Eavesdropping on cells as they make proteins can also help researchers know if a cancer will develop. That’s what one team working with CSHL’s Adrian Krainer has done. Cells routinely edit the coded messages copied from genes in a process called RNA splicing. These edited messages direct the production of proteins—which are the basis of most cell activities and structures. Sometimes, cells don’t get it right. Their messages are spliced abnormally. This can lead to the overproduction of proteins that promote cancer. Novel therapies to correct splicing errors are in the offing.
Halt and Treat
Breast cancer isn’t necessarily confined to the breast. Certain kinds of malignant tumors, called metastatic tumors, shed cells into the body’s blood vessels, enabling them to travel far and wide. Sometimes these deadly hitchhikers set up camp in new sites, for instance in the lungs. Aggressive expansion calls for aggressive treatment, but without access to tests that are effective at an early stage, it’s hard to catch tumors before they spread. Michael Wigler and his team are tackling the problem of detecting cancers before they spread—when they are most treatable.
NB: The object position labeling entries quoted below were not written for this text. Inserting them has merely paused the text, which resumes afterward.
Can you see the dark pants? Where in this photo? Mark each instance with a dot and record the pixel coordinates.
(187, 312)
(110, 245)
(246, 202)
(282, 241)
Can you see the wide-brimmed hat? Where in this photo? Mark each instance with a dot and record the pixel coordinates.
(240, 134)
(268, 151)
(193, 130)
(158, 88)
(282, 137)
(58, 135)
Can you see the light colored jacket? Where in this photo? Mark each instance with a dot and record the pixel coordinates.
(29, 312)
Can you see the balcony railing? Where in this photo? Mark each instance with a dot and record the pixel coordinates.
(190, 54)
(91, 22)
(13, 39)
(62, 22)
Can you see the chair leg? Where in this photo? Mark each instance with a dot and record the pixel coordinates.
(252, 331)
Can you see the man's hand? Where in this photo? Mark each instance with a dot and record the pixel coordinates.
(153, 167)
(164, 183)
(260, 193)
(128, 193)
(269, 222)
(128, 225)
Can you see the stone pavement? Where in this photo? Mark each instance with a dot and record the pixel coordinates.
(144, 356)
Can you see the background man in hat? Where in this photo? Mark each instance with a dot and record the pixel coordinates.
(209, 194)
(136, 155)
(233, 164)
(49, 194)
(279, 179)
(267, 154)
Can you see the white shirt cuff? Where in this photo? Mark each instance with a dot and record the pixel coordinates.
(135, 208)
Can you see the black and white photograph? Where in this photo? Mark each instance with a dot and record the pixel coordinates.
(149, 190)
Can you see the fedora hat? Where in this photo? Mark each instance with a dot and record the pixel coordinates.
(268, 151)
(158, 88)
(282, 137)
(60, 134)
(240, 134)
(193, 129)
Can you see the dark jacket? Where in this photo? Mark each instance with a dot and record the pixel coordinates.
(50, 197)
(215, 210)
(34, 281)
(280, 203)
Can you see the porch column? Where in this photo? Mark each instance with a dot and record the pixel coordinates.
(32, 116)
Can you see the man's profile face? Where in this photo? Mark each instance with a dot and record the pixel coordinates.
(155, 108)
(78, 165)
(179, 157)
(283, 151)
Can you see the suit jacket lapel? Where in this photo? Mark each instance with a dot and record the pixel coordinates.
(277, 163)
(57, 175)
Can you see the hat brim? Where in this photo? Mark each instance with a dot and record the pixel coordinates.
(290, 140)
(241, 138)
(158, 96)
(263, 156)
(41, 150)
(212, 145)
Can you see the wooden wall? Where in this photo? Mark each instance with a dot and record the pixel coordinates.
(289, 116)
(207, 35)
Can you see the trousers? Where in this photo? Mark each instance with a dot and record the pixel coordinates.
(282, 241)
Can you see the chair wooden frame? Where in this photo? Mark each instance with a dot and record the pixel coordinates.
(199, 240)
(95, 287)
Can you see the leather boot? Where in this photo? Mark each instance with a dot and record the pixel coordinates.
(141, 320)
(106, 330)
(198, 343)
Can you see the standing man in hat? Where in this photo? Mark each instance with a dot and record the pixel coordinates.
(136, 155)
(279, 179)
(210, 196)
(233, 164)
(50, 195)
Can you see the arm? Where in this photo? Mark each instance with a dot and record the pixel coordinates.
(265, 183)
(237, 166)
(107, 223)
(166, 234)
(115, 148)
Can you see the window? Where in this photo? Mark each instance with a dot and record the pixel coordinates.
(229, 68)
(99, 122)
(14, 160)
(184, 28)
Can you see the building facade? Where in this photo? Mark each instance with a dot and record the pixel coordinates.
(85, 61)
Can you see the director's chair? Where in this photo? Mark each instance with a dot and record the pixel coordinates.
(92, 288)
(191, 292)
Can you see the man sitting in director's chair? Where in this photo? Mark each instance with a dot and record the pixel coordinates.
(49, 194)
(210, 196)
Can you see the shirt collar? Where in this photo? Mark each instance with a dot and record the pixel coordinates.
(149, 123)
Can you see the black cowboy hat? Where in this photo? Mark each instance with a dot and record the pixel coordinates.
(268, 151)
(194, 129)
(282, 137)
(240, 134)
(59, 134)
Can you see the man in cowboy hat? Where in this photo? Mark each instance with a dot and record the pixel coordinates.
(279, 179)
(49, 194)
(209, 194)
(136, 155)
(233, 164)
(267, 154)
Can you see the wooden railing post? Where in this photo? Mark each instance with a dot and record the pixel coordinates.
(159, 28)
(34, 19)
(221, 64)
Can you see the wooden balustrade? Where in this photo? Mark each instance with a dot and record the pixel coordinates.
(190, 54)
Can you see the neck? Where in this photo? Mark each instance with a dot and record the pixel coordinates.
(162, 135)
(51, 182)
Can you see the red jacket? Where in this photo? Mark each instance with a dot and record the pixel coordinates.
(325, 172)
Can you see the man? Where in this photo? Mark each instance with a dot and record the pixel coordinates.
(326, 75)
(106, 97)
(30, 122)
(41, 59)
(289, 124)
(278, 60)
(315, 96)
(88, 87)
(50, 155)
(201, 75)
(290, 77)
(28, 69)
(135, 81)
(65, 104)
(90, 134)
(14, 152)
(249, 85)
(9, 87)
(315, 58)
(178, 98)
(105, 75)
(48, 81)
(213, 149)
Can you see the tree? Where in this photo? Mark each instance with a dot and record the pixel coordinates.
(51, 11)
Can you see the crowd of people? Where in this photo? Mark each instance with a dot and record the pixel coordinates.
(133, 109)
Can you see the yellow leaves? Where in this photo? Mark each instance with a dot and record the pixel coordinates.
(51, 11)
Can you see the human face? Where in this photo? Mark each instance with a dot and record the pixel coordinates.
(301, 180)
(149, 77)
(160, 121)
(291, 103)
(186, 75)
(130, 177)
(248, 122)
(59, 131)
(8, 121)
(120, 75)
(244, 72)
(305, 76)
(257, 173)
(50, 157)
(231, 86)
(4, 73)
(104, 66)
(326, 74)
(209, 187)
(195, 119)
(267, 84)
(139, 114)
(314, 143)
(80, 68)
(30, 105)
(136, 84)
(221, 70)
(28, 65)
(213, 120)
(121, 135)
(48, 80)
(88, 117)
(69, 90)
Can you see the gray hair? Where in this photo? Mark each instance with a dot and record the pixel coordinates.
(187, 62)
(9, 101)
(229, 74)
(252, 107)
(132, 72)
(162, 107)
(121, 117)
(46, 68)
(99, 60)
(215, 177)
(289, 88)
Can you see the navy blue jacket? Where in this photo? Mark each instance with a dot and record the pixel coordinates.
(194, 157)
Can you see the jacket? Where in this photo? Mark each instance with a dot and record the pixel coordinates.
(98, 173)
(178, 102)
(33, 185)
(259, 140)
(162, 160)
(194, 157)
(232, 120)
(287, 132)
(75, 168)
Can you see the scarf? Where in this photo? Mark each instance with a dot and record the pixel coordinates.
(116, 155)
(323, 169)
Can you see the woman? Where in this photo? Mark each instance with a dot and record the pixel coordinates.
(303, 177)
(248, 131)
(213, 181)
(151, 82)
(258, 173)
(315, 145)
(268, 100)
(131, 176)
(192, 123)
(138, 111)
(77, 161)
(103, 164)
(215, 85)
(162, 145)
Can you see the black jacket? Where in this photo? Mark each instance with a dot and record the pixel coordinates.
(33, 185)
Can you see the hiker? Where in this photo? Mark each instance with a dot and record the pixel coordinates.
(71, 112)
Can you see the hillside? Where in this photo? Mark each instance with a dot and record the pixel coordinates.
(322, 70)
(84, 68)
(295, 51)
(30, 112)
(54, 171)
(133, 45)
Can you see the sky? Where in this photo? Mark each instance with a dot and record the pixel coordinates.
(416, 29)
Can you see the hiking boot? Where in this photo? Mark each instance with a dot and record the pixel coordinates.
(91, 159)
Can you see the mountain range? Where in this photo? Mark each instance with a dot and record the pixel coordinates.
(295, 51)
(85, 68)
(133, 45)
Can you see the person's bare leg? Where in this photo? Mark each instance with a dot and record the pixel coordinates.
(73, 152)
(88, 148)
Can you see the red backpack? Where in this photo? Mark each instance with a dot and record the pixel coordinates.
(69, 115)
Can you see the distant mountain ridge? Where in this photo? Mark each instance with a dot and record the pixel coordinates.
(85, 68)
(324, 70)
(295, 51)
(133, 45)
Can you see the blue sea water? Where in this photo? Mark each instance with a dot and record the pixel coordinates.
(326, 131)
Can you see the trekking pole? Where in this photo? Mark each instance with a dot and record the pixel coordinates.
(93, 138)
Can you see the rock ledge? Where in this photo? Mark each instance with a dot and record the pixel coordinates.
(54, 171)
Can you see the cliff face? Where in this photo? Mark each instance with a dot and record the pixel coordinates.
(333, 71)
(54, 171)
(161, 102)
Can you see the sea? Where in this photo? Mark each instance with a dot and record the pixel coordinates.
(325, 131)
They’re developing a “liquid biopsy.” It would involve a simple blood test to determine whether cancer cells are being shed from a primary cancer, and at what intensity. Highly sensitive technology makes it possible to detect subtle genetic changes by sampling cancer cells snagged from the blood. By tracking genetic changes, doctors can predict a cancer’s course and tailor treatments to specific cancer subtypes—a potential life saver.
David Spector, CSHL’s Director of Research, is also working on ways to prevent metastasis. Investigating the wanderlust of cancer cells, his lab has recently identified RNA molecules whose loss can inhibit the migration of cancer cells from breast to lung. With their target acquired, the lab’s work could inspire new precision treatment options.
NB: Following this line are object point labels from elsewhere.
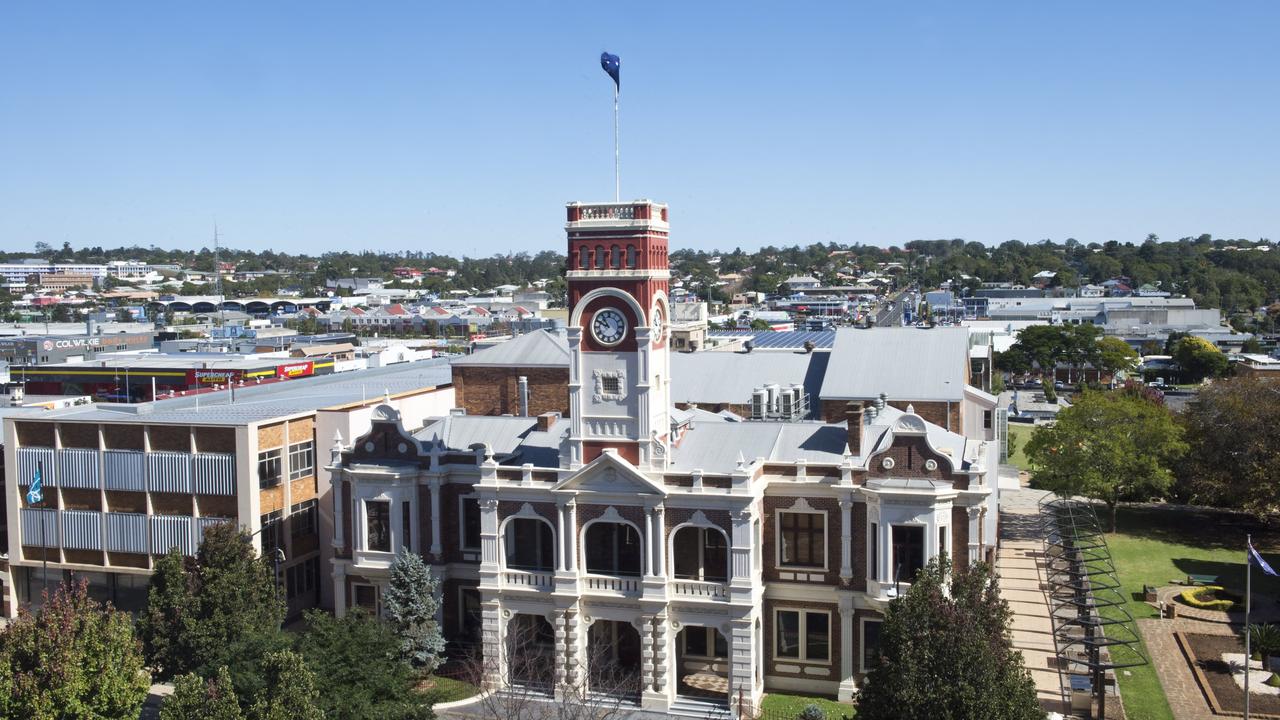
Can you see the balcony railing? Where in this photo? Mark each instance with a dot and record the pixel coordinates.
(698, 589)
(526, 579)
(612, 584)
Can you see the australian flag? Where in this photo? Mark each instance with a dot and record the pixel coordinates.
(612, 65)
(36, 492)
(1257, 560)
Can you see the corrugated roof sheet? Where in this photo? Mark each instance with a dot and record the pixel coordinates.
(542, 349)
(903, 363)
(730, 377)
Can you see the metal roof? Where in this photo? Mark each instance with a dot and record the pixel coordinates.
(926, 364)
(260, 402)
(791, 340)
(711, 377)
(547, 349)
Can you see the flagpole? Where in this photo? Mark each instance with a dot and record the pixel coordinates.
(1248, 602)
(617, 155)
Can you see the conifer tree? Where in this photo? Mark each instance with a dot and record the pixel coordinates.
(411, 606)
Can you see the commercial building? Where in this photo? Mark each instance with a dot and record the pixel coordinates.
(123, 486)
(679, 548)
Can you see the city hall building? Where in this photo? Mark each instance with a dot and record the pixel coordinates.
(704, 559)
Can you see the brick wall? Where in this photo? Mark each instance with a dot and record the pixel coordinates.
(494, 391)
(831, 575)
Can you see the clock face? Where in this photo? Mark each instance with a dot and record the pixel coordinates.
(609, 327)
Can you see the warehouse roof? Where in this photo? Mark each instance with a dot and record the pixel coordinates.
(901, 363)
(542, 349)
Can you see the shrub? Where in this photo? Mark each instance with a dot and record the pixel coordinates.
(812, 712)
(1208, 597)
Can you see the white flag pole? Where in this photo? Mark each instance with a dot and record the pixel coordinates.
(1248, 602)
(617, 155)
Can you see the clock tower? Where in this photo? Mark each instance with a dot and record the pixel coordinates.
(620, 369)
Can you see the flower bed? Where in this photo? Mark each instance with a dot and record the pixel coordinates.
(1208, 597)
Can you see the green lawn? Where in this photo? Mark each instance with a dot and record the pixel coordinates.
(1160, 543)
(437, 689)
(1019, 433)
(777, 706)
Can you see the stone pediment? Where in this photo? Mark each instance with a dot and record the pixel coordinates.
(611, 474)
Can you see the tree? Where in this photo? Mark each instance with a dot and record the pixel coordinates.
(946, 652)
(412, 607)
(1115, 355)
(288, 692)
(359, 669)
(1109, 446)
(228, 616)
(1233, 458)
(1200, 359)
(196, 698)
(72, 659)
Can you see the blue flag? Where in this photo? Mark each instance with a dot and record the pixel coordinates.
(612, 65)
(1257, 560)
(36, 492)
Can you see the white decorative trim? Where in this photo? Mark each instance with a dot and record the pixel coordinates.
(599, 377)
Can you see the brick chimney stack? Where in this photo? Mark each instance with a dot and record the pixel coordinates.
(854, 419)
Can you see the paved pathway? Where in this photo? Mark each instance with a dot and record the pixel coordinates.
(1019, 566)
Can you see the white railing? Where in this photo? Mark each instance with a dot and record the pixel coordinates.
(699, 589)
(526, 579)
(604, 583)
(607, 213)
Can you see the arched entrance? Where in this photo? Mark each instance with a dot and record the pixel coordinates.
(613, 659)
(702, 664)
(530, 652)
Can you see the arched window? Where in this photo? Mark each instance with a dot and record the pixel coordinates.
(700, 554)
(530, 545)
(612, 548)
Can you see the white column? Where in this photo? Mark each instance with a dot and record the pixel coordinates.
(561, 540)
(437, 551)
(571, 536)
(846, 650)
(846, 540)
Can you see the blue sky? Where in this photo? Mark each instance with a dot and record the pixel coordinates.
(465, 127)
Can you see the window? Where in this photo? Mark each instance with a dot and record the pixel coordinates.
(908, 552)
(366, 597)
(803, 636)
(612, 548)
(530, 545)
(874, 548)
(470, 511)
(699, 641)
(272, 536)
(406, 524)
(700, 554)
(378, 516)
(302, 460)
(269, 468)
(871, 643)
(469, 614)
(803, 540)
(302, 519)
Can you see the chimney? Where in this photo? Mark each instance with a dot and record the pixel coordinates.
(854, 419)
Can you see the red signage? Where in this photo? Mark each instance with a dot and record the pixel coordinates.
(295, 370)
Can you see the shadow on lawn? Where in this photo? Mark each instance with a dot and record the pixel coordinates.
(1193, 525)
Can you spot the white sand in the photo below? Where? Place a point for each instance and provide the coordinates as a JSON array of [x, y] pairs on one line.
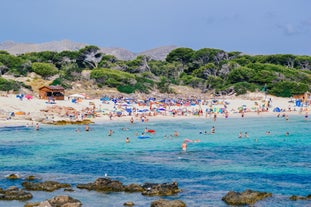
[[33, 108]]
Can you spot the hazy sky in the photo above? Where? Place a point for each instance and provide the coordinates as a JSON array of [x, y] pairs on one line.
[[250, 26]]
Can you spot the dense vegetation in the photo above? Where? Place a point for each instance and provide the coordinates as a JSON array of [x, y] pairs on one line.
[[211, 70]]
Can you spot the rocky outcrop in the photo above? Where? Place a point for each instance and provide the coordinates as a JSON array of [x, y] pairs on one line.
[[295, 197], [129, 203], [44, 186], [165, 189], [248, 197], [103, 184], [57, 201], [148, 189], [133, 188], [14, 193], [167, 203], [13, 176]]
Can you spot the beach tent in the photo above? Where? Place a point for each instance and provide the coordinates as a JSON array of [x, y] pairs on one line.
[[77, 96], [277, 109]]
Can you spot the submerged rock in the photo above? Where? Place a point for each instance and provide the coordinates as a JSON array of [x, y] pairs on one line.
[[57, 201], [167, 203], [165, 189], [45, 186], [129, 203], [148, 189], [133, 188], [103, 184], [14, 193], [13, 176], [295, 198], [247, 197]]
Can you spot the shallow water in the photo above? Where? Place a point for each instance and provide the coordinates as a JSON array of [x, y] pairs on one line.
[[210, 168]]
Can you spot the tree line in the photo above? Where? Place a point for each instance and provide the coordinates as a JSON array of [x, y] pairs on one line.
[[211, 70]]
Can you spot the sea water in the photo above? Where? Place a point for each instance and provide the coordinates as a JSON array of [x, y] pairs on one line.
[[218, 163]]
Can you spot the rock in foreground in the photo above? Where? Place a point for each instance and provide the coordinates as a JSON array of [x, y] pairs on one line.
[[148, 189], [247, 197], [45, 186], [167, 203], [14, 193], [295, 198], [57, 201]]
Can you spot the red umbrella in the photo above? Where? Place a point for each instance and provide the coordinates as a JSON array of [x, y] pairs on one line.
[[28, 96]]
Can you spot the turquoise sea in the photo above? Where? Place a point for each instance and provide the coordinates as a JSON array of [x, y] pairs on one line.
[[210, 168]]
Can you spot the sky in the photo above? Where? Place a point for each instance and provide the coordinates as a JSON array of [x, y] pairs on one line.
[[248, 26]]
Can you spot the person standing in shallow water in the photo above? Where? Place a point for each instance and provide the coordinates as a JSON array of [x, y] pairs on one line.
[[87, 128], [37, 127], [184, 146]]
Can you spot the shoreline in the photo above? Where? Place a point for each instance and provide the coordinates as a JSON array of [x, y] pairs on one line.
[[40, 111]]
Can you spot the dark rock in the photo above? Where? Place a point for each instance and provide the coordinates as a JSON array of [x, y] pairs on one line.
[[69, 190], [167, 203], [295, 198], [45, 186], [133, 188], [129, 203], [247, 197], [103, 184], [13, 176], [14, 193], [31, 178], [34, 204], [165, 189], [57, 201]]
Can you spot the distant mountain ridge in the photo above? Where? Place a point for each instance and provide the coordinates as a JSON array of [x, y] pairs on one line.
[[62, 45]]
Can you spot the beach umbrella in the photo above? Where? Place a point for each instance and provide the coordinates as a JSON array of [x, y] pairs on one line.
[[77, 96], [28, 96]]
But even precision treatments are not enough. Doctors and patients have learned that the most precise cancer drugs we possess usually stop working after a time—often just a year or two. The drug Herceptin, for instance, can work wonders for patients with a certain type of breast cancer, yet relapses are common. Nicholas Tonks, a biochemist at CSHL, is working with his team on a completely new way of possibly preventing relapse in such cases. Encouraged by studies in mice that suggest a drug Tonks developed blocks a driver of metastasis, the team is about to join forces with clinicians at North Shore-LIJ Medical Center in clinical trials.